Jeremy Hunt has launched a new assessment exercise for hospital trusts in England to rate the quality of their responses to breaches in patient safety and their openness and honesty in reporting. It comes after the health secretary recently stated that 1 in 5 hospitals were still not taking patient safety seriously enough despite recent scandals surrounding the quality of care in NHS hospitals. 20.6% have been given a red ‘poor’ rating whilst 61.7% have been classed as ‘OK’. Only 17.7% have been rated as ‘Good’. The ‘poor’ rating has been applied where the quality and frequency of incident reporting was found to be below required standards and where the Trusts response to mistakes are considered to be dis-satisfactory.
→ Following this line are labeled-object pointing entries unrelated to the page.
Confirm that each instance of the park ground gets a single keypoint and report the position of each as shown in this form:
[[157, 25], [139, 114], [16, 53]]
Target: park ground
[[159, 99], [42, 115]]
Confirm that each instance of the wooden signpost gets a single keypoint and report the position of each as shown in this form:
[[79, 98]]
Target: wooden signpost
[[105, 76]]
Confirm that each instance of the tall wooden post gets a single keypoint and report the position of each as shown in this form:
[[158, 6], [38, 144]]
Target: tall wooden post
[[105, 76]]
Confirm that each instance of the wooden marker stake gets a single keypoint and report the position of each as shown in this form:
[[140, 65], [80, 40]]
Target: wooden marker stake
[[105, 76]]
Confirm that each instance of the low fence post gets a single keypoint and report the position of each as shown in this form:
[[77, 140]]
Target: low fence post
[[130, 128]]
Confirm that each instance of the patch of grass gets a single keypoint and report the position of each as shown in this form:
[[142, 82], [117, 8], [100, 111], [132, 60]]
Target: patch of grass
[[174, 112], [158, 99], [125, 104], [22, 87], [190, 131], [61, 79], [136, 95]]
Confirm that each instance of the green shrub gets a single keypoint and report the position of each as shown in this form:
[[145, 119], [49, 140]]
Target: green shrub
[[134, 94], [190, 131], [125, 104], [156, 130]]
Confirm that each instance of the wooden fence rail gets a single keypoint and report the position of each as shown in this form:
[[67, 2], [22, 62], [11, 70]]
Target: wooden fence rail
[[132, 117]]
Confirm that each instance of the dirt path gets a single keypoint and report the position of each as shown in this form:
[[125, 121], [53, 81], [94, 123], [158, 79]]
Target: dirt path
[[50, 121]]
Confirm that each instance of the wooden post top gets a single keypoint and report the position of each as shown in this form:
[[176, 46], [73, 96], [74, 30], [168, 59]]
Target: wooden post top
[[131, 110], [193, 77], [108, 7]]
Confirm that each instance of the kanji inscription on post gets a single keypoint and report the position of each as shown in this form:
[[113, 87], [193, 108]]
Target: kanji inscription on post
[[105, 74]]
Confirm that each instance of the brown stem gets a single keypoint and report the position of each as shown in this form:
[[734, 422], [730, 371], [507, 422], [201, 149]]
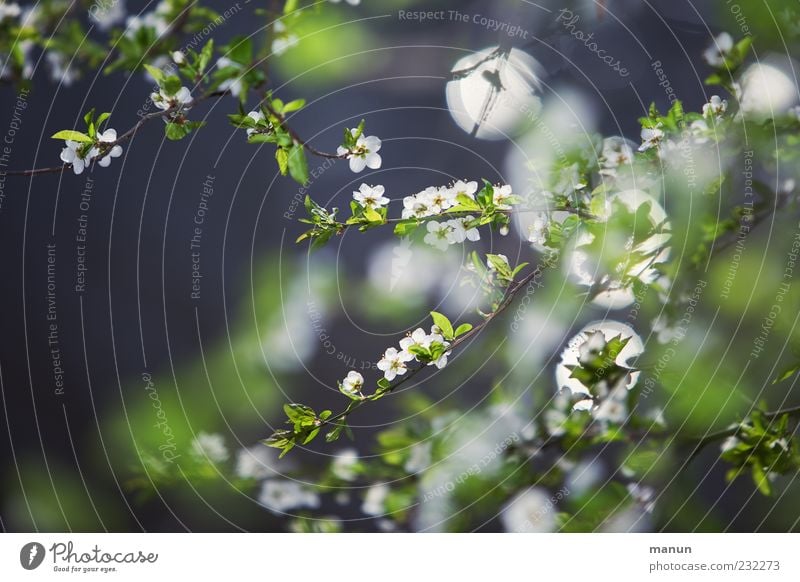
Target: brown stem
[[296, 137], [508, 297], [121, 139]]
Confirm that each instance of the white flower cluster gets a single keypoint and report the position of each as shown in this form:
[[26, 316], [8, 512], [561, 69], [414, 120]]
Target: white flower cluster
[[651, 137], [210, 446], [281, 495], [443, 234], [364, 154], [394, 362], [435, 200], [371, 196], [715, 107], [77, 154]]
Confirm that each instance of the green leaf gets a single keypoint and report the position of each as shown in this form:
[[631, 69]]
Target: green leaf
[[311, 436], [443, 324], [299, 412], [177, 131], [290, 6], [282, 158], [462, 329], [372, 216], [298, 165], [295, 105], [336, 432], [406, 227], [156, 73], [787, 373], [102, 118], [760, 479], [72, 136], [205, 57]]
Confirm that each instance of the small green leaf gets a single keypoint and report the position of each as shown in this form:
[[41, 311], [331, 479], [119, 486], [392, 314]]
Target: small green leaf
[[298, 165], [787, 373], [443, 324], [282, 158], [156, 73], [406, 227], [372, 216], [462, 329], [295, 105], [72, 136]]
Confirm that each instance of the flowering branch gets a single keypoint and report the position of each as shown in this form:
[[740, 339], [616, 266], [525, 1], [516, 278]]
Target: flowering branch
[[427, 349]]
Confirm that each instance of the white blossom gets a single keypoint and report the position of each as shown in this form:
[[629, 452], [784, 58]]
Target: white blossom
[[501, 197], [279, 495], [109, 136], [438, 234], [210, 446], [258, 117], [375, 499], [468, 189], [424, 340], [589, 349], [617, 151], [393, 363], [715, 107], [352, 383], [78, 155], [364, 154], [254, 463], [440, 198], [651, 137], [715, 54], [531, 511], [10, 10], [417, 206], [370, 196]]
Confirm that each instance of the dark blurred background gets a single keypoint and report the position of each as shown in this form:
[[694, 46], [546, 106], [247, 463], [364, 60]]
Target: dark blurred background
[[224, 362]]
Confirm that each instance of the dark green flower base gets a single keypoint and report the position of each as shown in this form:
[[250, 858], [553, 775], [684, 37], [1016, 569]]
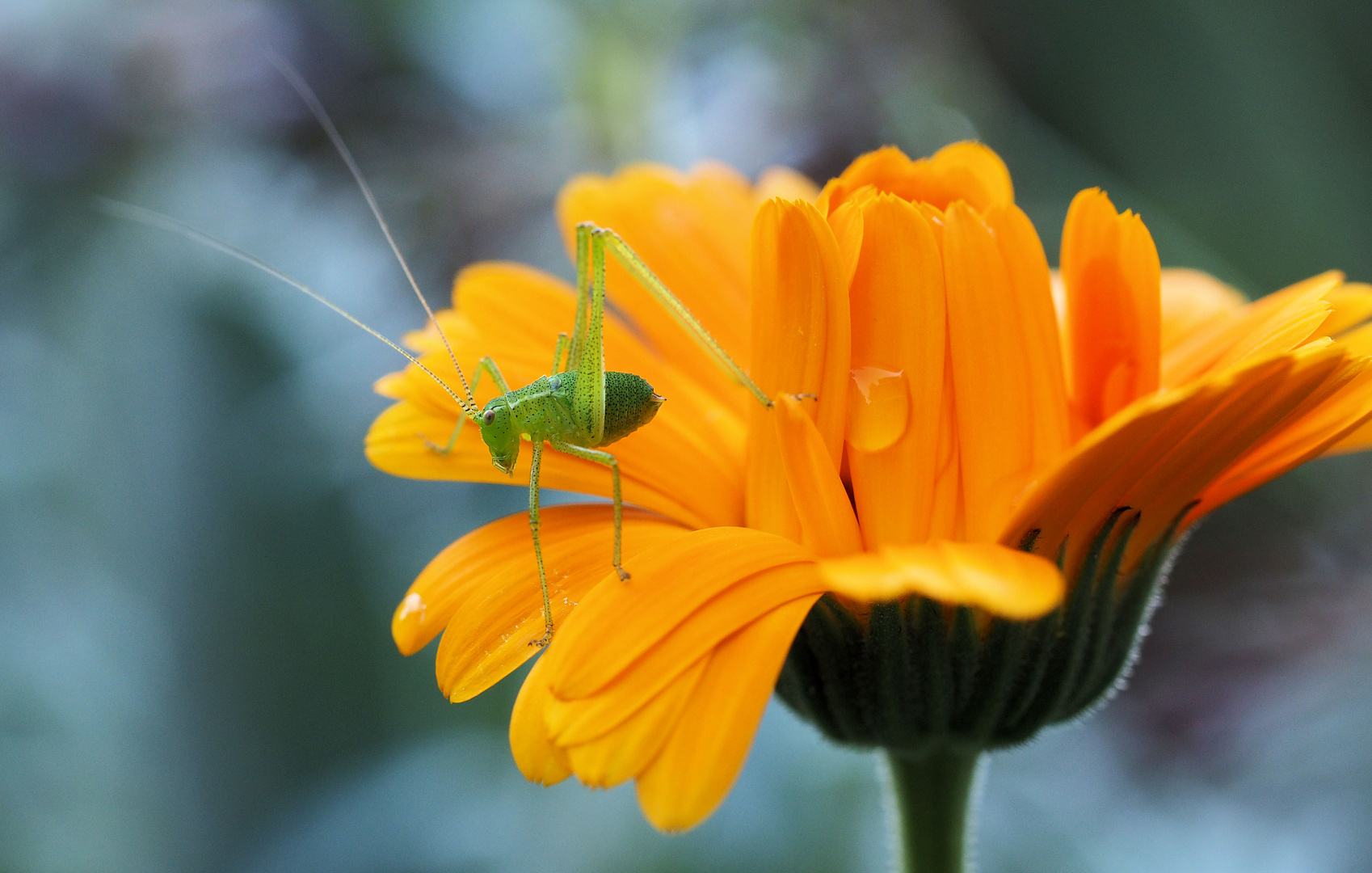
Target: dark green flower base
[[920, 678]]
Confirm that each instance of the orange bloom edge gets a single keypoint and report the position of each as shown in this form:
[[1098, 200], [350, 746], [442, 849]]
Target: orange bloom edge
[[941, 400]]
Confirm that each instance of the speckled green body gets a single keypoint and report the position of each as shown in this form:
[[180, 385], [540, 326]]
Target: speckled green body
[[542, 411]]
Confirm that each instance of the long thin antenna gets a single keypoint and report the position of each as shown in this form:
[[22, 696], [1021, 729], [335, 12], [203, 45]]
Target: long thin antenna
[[306, 94], [165, 222]]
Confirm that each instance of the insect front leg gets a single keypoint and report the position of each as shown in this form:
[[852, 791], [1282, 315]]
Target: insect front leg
[[538, 548], [485, 364], [558, 353], [608, 460]]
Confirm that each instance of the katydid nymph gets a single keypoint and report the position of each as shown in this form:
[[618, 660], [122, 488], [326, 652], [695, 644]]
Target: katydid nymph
[[578, 409]]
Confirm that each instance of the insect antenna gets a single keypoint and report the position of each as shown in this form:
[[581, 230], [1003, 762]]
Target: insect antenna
[[165, 222], [306, 94]]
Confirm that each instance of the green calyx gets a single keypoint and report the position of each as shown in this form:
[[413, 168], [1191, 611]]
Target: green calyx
[[918, 677]]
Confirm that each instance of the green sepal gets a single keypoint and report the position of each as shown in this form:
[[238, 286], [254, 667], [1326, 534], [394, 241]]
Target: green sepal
[[917, 676]]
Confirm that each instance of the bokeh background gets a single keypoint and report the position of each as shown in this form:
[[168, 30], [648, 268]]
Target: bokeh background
[[198, 567]]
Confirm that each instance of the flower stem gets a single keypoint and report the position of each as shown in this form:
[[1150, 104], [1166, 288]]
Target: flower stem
[[933, 795]]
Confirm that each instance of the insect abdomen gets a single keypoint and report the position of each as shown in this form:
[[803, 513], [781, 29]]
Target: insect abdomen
[[630, 404]]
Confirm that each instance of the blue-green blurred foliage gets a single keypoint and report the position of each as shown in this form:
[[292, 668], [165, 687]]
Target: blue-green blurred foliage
[[198, 567]]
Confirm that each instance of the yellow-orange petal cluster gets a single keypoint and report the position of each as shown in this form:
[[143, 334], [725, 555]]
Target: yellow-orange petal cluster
[[936, 408]]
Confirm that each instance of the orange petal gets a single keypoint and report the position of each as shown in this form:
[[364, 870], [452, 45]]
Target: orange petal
[[898, 405], [1277, 323], [959, 172], [1352, 306], [582, 719], [991, 373], [1328, 416], [615, 625], [538, 759], [796, 269], [999, 580], [827, 517], [785, 183], [1193, 301], [627, 749], [1161, 452], [1249, 416], [1112, 276], [705, 753], [692, 231], [486, 585], [1033, 308]]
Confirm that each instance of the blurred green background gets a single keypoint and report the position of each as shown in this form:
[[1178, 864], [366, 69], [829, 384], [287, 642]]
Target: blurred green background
[[198, 567]]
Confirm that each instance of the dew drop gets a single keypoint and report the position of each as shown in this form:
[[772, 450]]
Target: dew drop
[[878, 411], [409, 607]]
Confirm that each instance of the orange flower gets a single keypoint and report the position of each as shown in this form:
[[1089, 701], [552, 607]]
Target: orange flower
[[935, 413]]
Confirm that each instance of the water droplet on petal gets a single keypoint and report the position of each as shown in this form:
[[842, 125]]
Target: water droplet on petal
[[878, 411], [410, 605]]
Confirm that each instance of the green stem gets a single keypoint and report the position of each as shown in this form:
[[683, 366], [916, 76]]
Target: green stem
[[932, 803]]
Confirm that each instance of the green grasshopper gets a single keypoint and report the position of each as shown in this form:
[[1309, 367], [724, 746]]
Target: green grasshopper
[[581, 407], [577, 411]]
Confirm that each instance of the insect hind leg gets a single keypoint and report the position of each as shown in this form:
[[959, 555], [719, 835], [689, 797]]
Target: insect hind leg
[[608, 460]]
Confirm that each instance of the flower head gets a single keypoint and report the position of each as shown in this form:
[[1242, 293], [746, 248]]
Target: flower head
[[949, 456]]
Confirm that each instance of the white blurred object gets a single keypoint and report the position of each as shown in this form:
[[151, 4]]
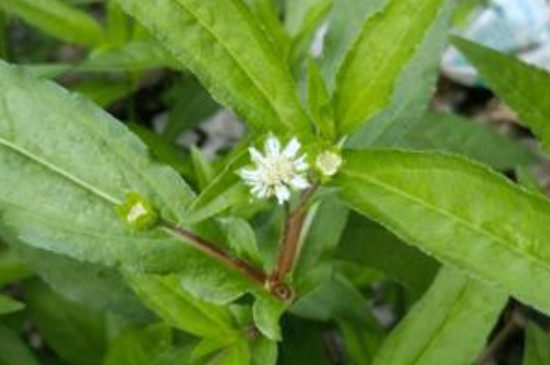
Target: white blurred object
[[517, 27]]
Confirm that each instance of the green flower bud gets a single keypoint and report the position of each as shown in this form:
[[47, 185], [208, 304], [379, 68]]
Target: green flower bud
[[137, 212]]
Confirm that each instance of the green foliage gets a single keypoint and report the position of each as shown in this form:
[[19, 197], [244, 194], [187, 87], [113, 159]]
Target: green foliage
[[366, 243], [166, 296], [242, 71], [448, 325], [9, 305], [372, 67], [420, 196], [77, 333], [82, 208], [134, 240], [537, 348], [58, 18], [13, 350], [451, 133]]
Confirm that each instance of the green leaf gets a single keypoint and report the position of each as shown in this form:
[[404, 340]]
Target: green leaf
[[166, 296], [139, 346], [336, 299], [413, 91], [236, 354], [449, 325], [366, 243], [305, 343], [13, 350], [452, 133], [241, 239], [103, 92], [224, 192], [71, 211], [268, 12], [369, 74], [303, 22], [345, 23], [360, 341], [131, 57], [58, 19], [523, 87], [12, 267], [9, 305], [223, 45], [92, 285], [118, 24], [460, 212], [263, 352], [318, 99], [328, 223], [77, 333], [164, 151], [204, 171], [213, 283], [537, 346], [267, 312]]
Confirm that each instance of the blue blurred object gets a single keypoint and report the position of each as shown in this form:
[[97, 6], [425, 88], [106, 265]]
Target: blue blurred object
[[517, 27]]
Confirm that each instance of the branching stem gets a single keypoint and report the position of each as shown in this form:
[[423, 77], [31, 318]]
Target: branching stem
[[290, 240], [212, 250]]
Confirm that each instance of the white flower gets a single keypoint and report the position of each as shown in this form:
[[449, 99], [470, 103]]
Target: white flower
[[328, 163], [277, 172]]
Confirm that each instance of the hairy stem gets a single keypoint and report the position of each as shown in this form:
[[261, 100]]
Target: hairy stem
[[290, 240], [232, 262]]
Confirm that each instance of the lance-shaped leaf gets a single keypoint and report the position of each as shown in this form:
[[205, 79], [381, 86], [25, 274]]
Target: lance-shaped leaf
[[523, 87], [449, 325], [65, 164], [9, 305], [373, 65], [452, 133], [458, 211], [222, 44], [57, 18], [166, 296], [345, 21], [412, 92], [13, 350]]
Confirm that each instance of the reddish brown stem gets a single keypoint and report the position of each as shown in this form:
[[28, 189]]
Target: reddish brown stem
[[290, 242], [234, 263]]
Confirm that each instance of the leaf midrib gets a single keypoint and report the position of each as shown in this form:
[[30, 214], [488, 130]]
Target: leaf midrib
[[58, 170], [245, 71], [534, 259], [457, 304], [394, 50]]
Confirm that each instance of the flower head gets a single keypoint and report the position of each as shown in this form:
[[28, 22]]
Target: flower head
[[277, 172], [328, 162]]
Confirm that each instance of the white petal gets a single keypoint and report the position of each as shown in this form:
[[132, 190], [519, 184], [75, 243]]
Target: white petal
[[300, 164], [282, 193], [249, 174], [299, 182], [272, 146], [256, 156], [291, 148]]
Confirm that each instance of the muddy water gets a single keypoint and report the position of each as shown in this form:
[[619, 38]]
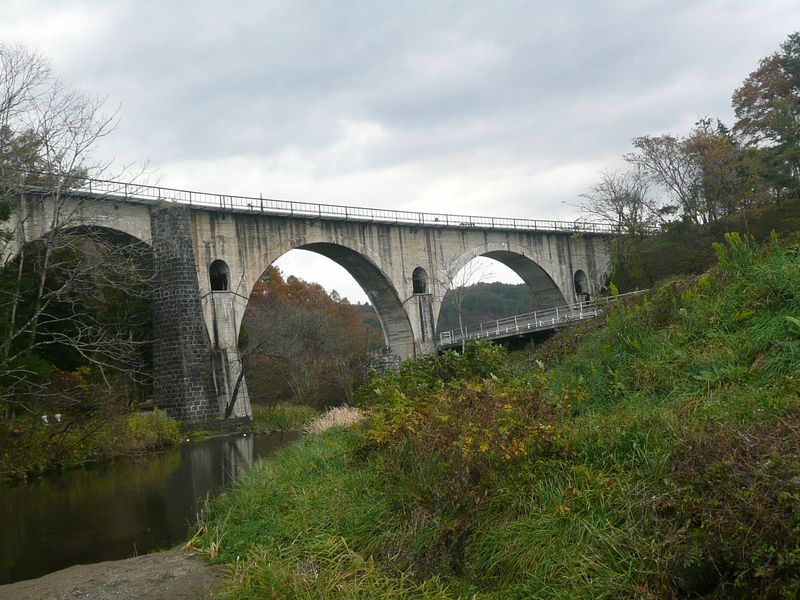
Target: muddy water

Whilst patient groups welcome the move, many within the NHS have expressed concerns that this is an unfair ‘naming and shaming exercise’ which would encourage a culture of blame instead of learning. Hunt said:
“We must never be complacent – once a week we operate on the wrong part of somebody’s body; that is not acceptable. This is a very big moment we have identified that the key to this is having an open an honest reporting culture. We have gone through all our hospitals and looked at some key matrix to see which has and which does not. We certainly do not want to humiliate anyone. If you have a group of hospitals that do not have the right reporting culture how are you going to change that unless you identity that?”
The results of the assessment exercise will be published online next week on a new and dedicated website which will allow patients to see how well their local hospital currently performs in regards to patient safety when compared to others across the country.
Mental Health Service Cuts Putting Vulnerable Patients at Risk
Concerns were raised over the state of Mental Health care at the annual meeting of the British Medical Association last week. Delegates discussed cuts which have caused a reduction of mental health beds by 9% over the last three years. We have previously reported on how a lack of beds has forced mental health patients to travel hundreds of miles for care they desperately need. The BMA Co-Chair of the Junior Doctors Committee, Dr Andrew Collier, addressed the meeting and said:
“The constant fire-fighting due to the abysmal shortages we face has got to end. If the government is serious about achieving parity of esteem for mental health services these damaging cuts and closures must stop now. Time and again we’re told that when beds are cut it’s part of an overall strategy to invest in better, improved services but I’m beginning to think that’s not the case.”
Following Dr Collier was Dr Jason Holdcroft, a psychiatry trainee who highlighted the fact that community teams are forced to manage more and more unwell patients at home with dwindling resources. He said that in trying to free up beds more quickly ‘there is pressure on in-patient teams to discharge patients as early as possible’ into the care of community mental health teams who may have losr their support nurses and therapists due to the cuts. He finished by saying: “the end result of all of this is sometimes tragedy – avoidable deaths and suicides where the system has not provided the care that patients need.”